WOODALL: The people will have final word on healthcare
Original article available here.
I have great respect for the institution of the U.S. Supreme Court, though I absolutely reject the notion that President Obama's health care law is constitutional simply because Congress has the power to tax the American people. As important as all of the legalese in the Court's opinion, however, is a constant refrain of common sense among the Chief Justice's words: elections have consequences.
Chief Justice John Roberts lays this out clearly in the Court's opinion. He writes: "It is not our (the Court's) job to protect the people from the consequences of their political choices." And he's right.
It's not the Court's job to protect us from our own bad decisions. It's our job to protect ourselves. We must be informed voters and support those candidates with whom we agree. As Americans, we do not want an activist judiciary that substitutes its will for the will of people. The Supreme Court this week rejected a degree of judicial activism, saying in effect: "You voted for it, America; live with it."
In 2010, the American people answered the call to protect themselves from federal government coercion, and they sent nearly 100 new members to the U.S. House of Representatives with a specific mandate to control the size and scope of the federal government so that individual Americans could once again enjoy the freedom and liberty guaranteed by the Constitution. Since I took office in January 2011, I have worked hard to make that mandate a reality. Unfortunately, with respect to the nationalizing of health care decisions, the die was cast in 2008, and despite dozens of successful votes that I have cast in the House over the past 18 months that have repealed the president's health care bill in whole or in part, those bills have been ignored by the Senate and White House.

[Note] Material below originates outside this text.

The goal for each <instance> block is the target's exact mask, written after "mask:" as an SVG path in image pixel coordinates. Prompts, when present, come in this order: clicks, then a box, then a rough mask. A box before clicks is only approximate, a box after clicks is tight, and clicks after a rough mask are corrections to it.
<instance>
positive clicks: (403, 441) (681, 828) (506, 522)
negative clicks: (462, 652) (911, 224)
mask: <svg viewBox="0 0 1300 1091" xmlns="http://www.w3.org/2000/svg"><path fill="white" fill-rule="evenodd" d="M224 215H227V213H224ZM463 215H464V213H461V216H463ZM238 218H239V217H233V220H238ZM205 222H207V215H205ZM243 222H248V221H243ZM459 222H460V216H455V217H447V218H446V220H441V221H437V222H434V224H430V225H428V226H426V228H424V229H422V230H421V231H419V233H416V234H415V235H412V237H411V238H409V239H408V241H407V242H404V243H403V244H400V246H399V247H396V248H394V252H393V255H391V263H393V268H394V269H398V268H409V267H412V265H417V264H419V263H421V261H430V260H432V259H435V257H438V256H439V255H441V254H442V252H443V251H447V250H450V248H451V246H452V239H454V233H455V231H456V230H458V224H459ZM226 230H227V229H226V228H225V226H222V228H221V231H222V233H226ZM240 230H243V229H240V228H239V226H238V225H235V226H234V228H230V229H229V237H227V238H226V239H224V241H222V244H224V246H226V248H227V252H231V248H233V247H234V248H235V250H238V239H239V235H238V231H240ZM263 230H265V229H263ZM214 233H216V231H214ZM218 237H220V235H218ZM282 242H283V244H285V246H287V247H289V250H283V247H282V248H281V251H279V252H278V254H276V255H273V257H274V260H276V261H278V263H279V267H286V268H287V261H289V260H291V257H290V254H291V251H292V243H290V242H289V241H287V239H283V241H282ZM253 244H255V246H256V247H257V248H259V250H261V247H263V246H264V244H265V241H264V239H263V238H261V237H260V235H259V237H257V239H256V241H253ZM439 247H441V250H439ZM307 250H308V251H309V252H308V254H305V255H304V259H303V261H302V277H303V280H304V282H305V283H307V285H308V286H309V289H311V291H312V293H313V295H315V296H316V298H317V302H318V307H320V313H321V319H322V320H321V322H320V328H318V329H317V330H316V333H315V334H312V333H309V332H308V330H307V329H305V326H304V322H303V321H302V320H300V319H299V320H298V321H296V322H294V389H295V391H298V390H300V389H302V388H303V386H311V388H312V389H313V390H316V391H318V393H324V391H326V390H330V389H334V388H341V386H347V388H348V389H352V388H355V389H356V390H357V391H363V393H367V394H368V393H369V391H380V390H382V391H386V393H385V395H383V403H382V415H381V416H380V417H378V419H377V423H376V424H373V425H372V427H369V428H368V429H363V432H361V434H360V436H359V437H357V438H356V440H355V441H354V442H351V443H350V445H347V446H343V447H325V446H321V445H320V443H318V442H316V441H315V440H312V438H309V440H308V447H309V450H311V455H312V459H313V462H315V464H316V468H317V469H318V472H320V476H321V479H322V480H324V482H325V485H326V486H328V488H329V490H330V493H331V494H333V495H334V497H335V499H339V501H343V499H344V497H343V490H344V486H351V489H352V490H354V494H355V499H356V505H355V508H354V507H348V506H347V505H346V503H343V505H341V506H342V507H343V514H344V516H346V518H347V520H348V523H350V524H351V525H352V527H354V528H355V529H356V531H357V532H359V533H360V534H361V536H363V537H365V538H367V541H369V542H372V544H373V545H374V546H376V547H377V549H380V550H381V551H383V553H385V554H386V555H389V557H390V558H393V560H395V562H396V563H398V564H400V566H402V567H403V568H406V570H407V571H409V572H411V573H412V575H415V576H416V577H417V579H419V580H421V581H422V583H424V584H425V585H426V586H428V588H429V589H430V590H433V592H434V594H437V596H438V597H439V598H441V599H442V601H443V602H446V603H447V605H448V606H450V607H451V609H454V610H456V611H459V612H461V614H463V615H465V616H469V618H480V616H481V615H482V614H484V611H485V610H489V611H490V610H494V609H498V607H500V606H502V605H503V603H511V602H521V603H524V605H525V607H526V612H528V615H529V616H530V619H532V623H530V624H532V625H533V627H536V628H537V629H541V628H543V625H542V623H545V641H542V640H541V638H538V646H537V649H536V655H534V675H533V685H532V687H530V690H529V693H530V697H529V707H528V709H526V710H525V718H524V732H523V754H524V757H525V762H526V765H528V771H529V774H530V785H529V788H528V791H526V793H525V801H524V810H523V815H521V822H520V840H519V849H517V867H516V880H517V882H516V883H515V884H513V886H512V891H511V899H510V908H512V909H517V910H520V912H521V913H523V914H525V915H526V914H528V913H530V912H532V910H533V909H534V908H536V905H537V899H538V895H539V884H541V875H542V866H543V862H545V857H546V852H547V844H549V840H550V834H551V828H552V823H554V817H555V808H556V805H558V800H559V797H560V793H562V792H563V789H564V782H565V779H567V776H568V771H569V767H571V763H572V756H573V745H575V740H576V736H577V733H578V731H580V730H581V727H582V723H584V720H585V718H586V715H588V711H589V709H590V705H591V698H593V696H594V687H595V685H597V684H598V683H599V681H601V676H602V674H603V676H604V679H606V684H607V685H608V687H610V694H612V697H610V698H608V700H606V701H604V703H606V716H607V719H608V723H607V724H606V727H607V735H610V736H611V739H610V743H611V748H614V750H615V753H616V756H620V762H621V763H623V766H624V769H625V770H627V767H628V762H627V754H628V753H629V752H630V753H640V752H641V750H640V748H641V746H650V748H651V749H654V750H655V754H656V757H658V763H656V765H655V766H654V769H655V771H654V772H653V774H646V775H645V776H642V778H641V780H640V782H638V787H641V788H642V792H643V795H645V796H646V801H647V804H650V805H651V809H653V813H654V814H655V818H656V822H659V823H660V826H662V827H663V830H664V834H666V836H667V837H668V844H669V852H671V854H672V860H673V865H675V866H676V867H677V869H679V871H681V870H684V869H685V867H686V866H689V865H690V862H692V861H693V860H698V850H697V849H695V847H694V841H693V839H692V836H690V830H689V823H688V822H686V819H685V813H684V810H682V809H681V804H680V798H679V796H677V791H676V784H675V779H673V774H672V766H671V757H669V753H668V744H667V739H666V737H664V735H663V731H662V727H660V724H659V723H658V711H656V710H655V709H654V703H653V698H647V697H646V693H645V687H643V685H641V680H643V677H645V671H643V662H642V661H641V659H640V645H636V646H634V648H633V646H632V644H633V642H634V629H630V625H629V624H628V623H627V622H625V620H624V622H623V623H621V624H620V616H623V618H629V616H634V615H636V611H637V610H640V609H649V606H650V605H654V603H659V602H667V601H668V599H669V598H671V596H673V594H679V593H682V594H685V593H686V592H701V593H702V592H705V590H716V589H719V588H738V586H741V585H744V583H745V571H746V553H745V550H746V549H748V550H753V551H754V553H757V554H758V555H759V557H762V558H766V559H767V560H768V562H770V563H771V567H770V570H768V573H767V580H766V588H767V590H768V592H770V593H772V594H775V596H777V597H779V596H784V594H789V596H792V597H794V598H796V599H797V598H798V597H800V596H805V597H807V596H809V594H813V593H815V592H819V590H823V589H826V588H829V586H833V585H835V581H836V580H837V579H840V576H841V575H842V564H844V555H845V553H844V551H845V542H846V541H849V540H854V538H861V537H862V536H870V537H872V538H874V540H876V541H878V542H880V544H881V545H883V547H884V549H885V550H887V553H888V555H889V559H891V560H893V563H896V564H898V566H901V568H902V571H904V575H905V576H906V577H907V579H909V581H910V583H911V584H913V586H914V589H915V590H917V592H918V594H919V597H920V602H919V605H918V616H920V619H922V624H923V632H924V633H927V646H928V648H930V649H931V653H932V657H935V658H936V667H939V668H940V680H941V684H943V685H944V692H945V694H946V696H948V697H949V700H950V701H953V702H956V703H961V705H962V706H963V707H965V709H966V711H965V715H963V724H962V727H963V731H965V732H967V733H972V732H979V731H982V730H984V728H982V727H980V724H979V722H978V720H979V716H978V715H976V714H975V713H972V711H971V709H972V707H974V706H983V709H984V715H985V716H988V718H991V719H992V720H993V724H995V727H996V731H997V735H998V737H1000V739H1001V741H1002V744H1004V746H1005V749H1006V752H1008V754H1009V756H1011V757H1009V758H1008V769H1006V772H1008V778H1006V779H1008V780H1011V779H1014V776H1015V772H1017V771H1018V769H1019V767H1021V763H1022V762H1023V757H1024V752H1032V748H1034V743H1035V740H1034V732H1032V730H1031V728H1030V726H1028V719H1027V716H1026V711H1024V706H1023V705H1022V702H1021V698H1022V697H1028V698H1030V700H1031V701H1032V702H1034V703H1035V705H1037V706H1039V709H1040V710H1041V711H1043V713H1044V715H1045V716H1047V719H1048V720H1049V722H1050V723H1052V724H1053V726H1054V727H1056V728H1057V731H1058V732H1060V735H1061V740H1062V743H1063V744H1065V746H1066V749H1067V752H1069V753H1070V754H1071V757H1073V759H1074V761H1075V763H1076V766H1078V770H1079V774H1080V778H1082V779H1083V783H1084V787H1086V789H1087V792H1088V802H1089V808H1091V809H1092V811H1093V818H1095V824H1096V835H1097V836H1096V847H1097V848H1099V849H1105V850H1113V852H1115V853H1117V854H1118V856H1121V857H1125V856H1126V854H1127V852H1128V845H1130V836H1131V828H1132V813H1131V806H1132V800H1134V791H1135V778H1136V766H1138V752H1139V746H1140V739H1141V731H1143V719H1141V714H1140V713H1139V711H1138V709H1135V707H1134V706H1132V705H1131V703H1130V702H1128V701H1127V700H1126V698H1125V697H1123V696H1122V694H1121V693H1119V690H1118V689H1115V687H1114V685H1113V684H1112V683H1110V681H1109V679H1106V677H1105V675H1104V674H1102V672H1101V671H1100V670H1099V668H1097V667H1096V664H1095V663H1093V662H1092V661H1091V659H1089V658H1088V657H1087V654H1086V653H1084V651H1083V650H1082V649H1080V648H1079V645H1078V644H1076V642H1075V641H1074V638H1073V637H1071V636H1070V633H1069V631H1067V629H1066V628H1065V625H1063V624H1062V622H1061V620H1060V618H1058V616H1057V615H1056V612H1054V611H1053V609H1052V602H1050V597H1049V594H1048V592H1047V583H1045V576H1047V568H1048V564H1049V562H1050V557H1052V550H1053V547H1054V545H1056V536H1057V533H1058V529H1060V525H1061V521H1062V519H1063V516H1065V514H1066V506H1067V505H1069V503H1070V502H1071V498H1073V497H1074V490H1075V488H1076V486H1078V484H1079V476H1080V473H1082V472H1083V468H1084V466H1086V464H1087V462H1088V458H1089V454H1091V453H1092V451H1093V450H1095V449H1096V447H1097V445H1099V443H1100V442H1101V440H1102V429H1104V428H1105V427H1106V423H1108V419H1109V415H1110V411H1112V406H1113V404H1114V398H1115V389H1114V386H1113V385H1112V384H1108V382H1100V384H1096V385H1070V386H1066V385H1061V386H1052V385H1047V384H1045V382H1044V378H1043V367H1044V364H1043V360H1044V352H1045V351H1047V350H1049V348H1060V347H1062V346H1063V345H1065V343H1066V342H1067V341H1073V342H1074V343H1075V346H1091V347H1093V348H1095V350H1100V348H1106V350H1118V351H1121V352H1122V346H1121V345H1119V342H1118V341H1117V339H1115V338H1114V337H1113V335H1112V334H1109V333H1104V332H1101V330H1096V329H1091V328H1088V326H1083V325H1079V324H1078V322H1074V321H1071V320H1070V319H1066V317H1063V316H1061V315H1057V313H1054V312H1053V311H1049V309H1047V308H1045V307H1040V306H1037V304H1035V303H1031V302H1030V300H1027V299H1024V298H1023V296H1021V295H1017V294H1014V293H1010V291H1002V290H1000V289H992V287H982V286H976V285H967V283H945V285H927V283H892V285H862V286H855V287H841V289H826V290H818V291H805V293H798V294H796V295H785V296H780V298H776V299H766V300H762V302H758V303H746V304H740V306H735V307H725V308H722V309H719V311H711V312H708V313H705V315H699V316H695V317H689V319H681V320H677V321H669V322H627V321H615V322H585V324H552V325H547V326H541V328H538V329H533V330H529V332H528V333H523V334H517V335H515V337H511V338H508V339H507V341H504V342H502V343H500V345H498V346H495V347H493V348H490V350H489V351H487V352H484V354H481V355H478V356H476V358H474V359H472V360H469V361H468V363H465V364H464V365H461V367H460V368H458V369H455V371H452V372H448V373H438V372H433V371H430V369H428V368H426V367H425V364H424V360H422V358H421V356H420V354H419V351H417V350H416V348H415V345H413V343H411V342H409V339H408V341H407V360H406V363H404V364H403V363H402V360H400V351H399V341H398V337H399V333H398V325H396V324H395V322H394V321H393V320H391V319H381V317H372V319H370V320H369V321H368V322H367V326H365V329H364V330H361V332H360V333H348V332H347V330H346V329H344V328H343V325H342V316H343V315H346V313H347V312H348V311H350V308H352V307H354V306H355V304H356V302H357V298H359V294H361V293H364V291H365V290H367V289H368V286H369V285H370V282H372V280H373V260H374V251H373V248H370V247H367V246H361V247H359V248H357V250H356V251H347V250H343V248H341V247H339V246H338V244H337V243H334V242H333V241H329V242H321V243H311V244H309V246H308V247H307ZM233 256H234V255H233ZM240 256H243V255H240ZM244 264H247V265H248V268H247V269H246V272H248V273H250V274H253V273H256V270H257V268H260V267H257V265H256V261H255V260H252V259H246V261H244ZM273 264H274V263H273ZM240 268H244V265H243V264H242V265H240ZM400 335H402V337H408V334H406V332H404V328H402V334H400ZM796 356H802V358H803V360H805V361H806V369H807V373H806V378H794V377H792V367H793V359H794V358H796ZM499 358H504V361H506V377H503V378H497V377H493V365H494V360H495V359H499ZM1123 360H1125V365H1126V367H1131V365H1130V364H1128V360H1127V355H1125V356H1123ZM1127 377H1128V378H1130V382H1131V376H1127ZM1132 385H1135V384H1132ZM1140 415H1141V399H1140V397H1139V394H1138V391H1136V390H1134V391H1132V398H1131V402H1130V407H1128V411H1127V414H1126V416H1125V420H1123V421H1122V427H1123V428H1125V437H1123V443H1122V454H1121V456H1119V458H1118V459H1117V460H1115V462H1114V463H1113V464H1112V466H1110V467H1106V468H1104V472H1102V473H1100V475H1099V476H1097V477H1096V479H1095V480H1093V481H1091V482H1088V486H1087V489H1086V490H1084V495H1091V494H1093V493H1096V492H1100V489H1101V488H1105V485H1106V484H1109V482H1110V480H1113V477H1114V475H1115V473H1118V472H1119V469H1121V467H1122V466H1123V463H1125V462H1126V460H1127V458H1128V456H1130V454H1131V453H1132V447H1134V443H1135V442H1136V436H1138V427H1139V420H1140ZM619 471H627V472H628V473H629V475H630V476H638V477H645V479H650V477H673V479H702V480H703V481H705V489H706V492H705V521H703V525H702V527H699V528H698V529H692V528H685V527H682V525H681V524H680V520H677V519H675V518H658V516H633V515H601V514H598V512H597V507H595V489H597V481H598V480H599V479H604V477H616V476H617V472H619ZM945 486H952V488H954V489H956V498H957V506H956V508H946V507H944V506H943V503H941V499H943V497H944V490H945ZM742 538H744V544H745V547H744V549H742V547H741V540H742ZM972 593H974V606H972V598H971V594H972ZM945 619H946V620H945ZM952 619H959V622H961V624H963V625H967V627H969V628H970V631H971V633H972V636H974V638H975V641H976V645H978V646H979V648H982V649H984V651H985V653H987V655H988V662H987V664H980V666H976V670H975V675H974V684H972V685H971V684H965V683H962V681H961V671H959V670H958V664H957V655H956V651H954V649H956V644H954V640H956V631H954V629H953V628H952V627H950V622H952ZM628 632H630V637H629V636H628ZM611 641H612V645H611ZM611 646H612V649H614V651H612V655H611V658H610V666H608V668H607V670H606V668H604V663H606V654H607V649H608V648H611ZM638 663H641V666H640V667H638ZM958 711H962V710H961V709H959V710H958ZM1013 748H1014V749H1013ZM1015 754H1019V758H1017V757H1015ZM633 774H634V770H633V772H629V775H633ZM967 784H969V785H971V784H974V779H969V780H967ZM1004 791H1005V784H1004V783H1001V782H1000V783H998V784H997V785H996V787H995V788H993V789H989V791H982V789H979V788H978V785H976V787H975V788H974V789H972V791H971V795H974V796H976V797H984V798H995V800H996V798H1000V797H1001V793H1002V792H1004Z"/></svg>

To be clear, I know that our health care system is in trouble in America. Costs are rising too fast and access is too limited, but a one-size-fits-all solution from Washington has made the problems worse. Costs are rising even faster now, and millions of Americans face losing their health insurance when the President's bill is fully enacted. We must get businesses and governments out of health care decisions, and we must return these decisions to families and doctors. If there are aspects of the President's health care bill that you like or that you think will help America, know this: there isn't one line of the President's reforms that Georgia couldn't adopt and implement on its own. That is the point: we don't need Washington to know best; we have the power right here in Georgia.
The Court didn't uphold the president's health care bill because it is good policy; it upheld the bill because it decided that Congress's power to tax is so big and broad that it can be stretched to include the president's health care mandate. In the Court's opinion, Chief Justice Roberts writes, "Members of this Court are vested with the authority to interpret the law; we possess neither the expertise nor the prerogative to make policy judgments. Those decisions are entrusted to our Nation's elected leaders, who can be thrown out of office if the people disagree with them."
In 1773, 342 chests of tea belonging to the British East India Company were tossed into the Boston Harbor. This protest over unreasonable taxation and the abuse of absolute power by Parliament over the colonies sparked the American Revolution. Our Founding Fathers knew firsthand how the power to tax could so easily be misused to exploit citizens and destroy liberty. It saddens me today to know that while 239 years have passed since that fateful night in Boston, the American people will once again have to fight this time from the ballot box for our right of freedom.
Rob Woodall is a U.S. Representative from Lawrenceville.